Theoretical and Computational Chemistry
1) ESIPT and White-light emission
We focus on the study of ultrafast excited state intramolecular proton transfer (ESIPT) in various organic molecules involving 5-membered and 6-membered proton transfer donor-acceptor cycles. Analysis of spectral features associated with ESIPT enol-keto tautomerization is the first step in our study. As the proton transfer (or tautomerization) occurs on the vibrational motion timescales, potential energy surfaces along each of the O-H vibrational modes are explored using computational techniques.Subsequently, quantum molecular simulations on computed potentials provide us the mechanistic pathways and timescales of proton transfer.
2) Ultrafast Intersystem Crossing in Organic Molecules
Our interests are to identify the pathways involved in an indirect intersystem crossing in molecular systems. Naphthalene, perylenediimide and pyrene derivatives are the model systems currently under investigation to explore the role of near-degenerate higher singlet-triplet excited states.

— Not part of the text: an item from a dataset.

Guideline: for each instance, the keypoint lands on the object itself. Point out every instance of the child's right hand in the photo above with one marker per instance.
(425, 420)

3) ESIPT induced triplet formation
Triplet formation pathways in ESIPT tautomers are explored based on the dynamics simulations on PESs generated "on-the-fly". Molecular systems with O-H...S would undergo display ESIPT on a sub-50 fs timescale upon photoexcitation. The proton-transferred tautomer would exhibit mutiple relaxation pathways: (i) nonradiative decay to its ground-state (ii) ultrafast ISC to close-lying higher triplet state of the tautomer form, which ultimately decays into T1 and (iii) reverse ISC. These interesting features of ESIPT are of highly relevant for designing efficient molecules for optoelectronics and triplet sensitization.